Sisley painted this autumn landscape at Louveciennes, a picturesque suburban enclave about twenty kilometers west of Paris, where the artist lived from 1871 until 1875. With its willow-lined river banks and gently rolling hills, Louveciennes, as well as the neighboring towns of Bougival and and Marly-le-Roi, had long attracted a sizable colony of writers and painters. In the 1830s, the painter Vigée Lebrun described being seduced "by this spacious view that unfolds, as the eye follows the long course of the Seine, by the splendid woods at Marly and the delightful orchards, so well tended you could believe yourself in the Promised Land; in short, by everything about Louveciennes, one of the most charming places on the outskirts of Paris" (quoted in R. Shone, Sisley, New York, 1992, p. 54). Following a visit to the region in 1855, the Goncourt brothers called it "the homeland and the studio of landscape, where every tree, every willow, every fissure of the earth reminded you of an exhibition" (quoted in R.L. Herbert, Impressionism: Art, Leisure, and Parisian Society, New Haven, 1988, p. 204). Yet it was the Impressionist painters who embraced the area around Louveciennes most enthusiastically. By the time that Sisley moved there in 1871, Pissarro and Renoir were already settled in the vicinity, and Monet was staying nearby at Argenteuil. The landscapes that the four artists painted there from 1869 onward are often considered the first Impressionist pictures, and the region has been justly called the "cradle of Impressionism" (R. Brettell, A Day in the Country: Impressionism and the French Landscape, exh. cat., Los Angeles County Museum of Art, 1984, p. 79).

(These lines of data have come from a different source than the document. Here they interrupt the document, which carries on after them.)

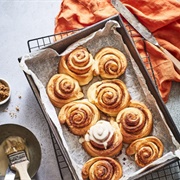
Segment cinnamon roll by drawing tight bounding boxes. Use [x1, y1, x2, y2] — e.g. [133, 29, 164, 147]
[46, 74, 84, 108]
[58, 99, 100, 136]
[126, 136, 164, 167]
[59, 46, 94, 86]
[87, 79, 131, 116]
[81, 157, 123, 180]
[81, 120, 123, 157]
[116, 101, 153, 143]
[94, 47, 127, 79]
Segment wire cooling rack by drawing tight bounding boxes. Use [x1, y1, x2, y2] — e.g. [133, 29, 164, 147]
[27, 29, 180, 180]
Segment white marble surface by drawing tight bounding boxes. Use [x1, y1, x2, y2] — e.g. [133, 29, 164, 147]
[0, 0, 180, 180]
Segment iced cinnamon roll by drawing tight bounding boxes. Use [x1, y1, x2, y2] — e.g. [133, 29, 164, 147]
[87, 79, 131, 116]
[94, 47, 127, 79]
[81, 120, 123, 157]
[58, 99, 100, 136]
[116, 101, 153, 143]
[81, 157, 123, 180]
[59, 46, 94, 85]
[46, 74, 84, 108]
[126, 136, 164, 167]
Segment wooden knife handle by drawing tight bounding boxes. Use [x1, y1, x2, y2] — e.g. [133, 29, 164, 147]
[11, 160, 31, 180]
[159, 46, 180, 74]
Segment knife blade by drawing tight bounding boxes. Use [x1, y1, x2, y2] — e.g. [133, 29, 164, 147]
[111, 0, 180, 74]
[4, 167, 16, 180]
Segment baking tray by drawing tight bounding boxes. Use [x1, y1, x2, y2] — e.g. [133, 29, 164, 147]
[19, 15, 180, 179]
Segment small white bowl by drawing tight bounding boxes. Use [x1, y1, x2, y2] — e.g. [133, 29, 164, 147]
[0, 78, 11, 105]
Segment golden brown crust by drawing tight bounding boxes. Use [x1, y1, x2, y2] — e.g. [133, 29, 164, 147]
[94, 47, 127, 79]
[116, 100, 153, 143]
[58, 99, 100, 136]
[81, 157, 123, 180]
[46, 74, 84, 108]
[126, 136, 164, 167]
[82, 120, 122, 157]
[87, 79, 131, 116]
[59, 46, 94, 86]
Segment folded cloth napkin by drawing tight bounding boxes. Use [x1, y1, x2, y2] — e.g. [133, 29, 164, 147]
[54, 0, 180, 102]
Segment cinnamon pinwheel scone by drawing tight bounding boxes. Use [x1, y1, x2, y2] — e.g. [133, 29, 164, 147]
[87, 79, 131, 116]
[59, 46, 94, 86]
[126, 136, 164, 167]
[58, 99, 100, 136]
[81, 157, 123, 180]
[80, 120, 123, 157]
[94, 47, 127, 79]
[46, 74, 84, 108]
[116, 100, 153, 143]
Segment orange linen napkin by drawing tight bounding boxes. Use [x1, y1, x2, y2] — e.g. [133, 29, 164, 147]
[54, 0, 180, 102]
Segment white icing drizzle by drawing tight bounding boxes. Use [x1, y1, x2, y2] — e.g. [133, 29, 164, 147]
[84, 120, 114, 149]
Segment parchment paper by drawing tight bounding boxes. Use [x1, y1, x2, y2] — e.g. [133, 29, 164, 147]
[20, 20, 180, 180]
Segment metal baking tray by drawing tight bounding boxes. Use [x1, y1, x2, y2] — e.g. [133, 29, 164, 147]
[18, 15, 180, 180]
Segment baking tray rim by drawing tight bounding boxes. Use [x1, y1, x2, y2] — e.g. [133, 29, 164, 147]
[18, 15, 180, 180]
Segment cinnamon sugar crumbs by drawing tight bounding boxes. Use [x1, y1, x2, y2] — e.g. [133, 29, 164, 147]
[0, 81, 9, 101]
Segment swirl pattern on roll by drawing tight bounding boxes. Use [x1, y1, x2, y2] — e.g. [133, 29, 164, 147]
[82, 120, 122, 157]
[59, 46, 94, 86]
[126, 136, 164, 167]
[46, 74, 84, 108]
[94, 47, 127, 79]
[87, 79, 131, 116]
[58, 99, 100, 136]
[81, 157, 123, 180]
[116, 100, 153, 143]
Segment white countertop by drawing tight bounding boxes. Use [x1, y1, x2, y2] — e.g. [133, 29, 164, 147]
[0, 0, 180, 180]
[0, 0, 61, 180]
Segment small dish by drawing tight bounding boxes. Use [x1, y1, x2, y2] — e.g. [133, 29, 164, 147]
[0, 78, 11, 105]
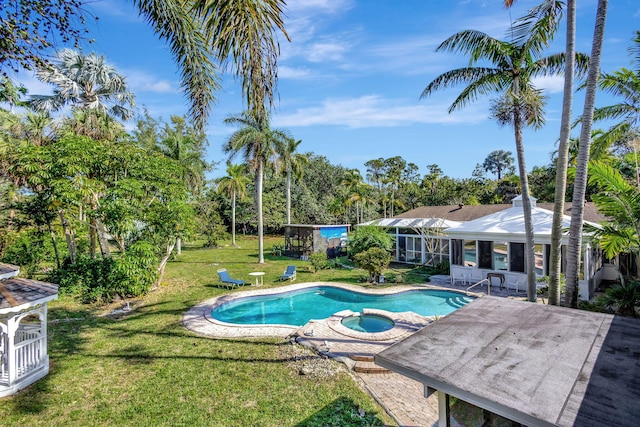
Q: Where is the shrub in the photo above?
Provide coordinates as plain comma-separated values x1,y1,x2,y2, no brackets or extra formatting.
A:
354,248,391,282
110,240,158,297
48,241,157,303
309,252,329,271
597,280,640,317
348,225,393,257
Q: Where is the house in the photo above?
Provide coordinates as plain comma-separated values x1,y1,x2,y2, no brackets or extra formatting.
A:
367,196,605,299
0,263,58,397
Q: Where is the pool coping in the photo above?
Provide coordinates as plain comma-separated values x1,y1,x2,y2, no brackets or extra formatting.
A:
182,282,472,341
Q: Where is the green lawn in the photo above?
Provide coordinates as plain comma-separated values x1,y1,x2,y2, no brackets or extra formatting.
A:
0,238,402,426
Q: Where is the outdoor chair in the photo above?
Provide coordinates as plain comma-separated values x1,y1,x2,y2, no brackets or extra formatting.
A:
218,268,244,289
280,265,296,282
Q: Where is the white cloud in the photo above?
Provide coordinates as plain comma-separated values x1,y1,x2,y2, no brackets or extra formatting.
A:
278,65,312,80
274,95,487,128
122,69,180,93
531,76,564,93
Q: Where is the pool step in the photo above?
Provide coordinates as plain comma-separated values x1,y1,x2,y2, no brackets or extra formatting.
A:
349,353,390,374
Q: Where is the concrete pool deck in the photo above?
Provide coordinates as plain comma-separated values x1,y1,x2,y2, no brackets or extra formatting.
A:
183,282,513,426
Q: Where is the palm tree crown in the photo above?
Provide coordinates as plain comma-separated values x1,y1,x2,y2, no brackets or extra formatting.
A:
31,49,135,120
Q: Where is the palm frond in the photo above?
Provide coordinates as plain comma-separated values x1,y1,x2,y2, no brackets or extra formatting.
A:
133,0,220,129
194,0,289,117
510,0,564,58
436,30,512,65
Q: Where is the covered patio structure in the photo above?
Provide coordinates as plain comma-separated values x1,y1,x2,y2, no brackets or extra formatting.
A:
374,296,640,427
360,218,462,266
0,264,58,397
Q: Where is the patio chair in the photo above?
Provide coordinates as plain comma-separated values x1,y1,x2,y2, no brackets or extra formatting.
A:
218,268,244,289
279,265,296,282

Sisley contributed five paintings to the first exhibition of the Société Anonyme des Peintres, which was held in Paris in April-May 1874; he and colleagues were henceforth known as the "Impressionists." Sisley spent July through October in England, where he painted views of the Thames at Hampton Court. He probably painted the present landscape shortly after his return to Louveciennes in the fall. The leaves of the apple trees have turned color and begun to drop, and a large stack of harvested hay has been laid near the farmhouse in anticipation of the coming winter. The long shadows of late afternoon reinforce the autumnal character of this scene. Beyond the simple division into earth and sky, the composition is organized with rigorous precision, especially in the depiction of the farm buildings, and the receding rows of trees that direct the viewer's eye toward them. Describing Sisley's work from this period, Christopher Lloyd has written:

The group of paintings by Sisley dating from the 1870s are subject to the strictest pictorial organization. It is this compositional aspect, in addition to their facture, that makes these pictures, in comparison with landscapes by artists of the Barbizon school, specifically modern. Sisley incorporates an almost relentless array of horizontals, verticals, and diagonals deployed as plunging perspectives and flat bands of planar divisions. The origins of such a style can be found in seventeenth-century French painting carried forward through Henri-Pierre Valenciennes to neo-classical landscape painting culminating in the Italian landscapes of Corot dating from the 1820s. Yet Sisley, more so in many cases even than Pissarro and Monet, was more radical than any of his sources, since he seeks to bring order to a world in an ever increasing state of flux. The depiction of modernity was best served by a resolute style derived from astute visual analysis and confident technique. (in Alfred Sisley, exh. cat., Royal Academy of Arts, London, 1992, pp. 14-16).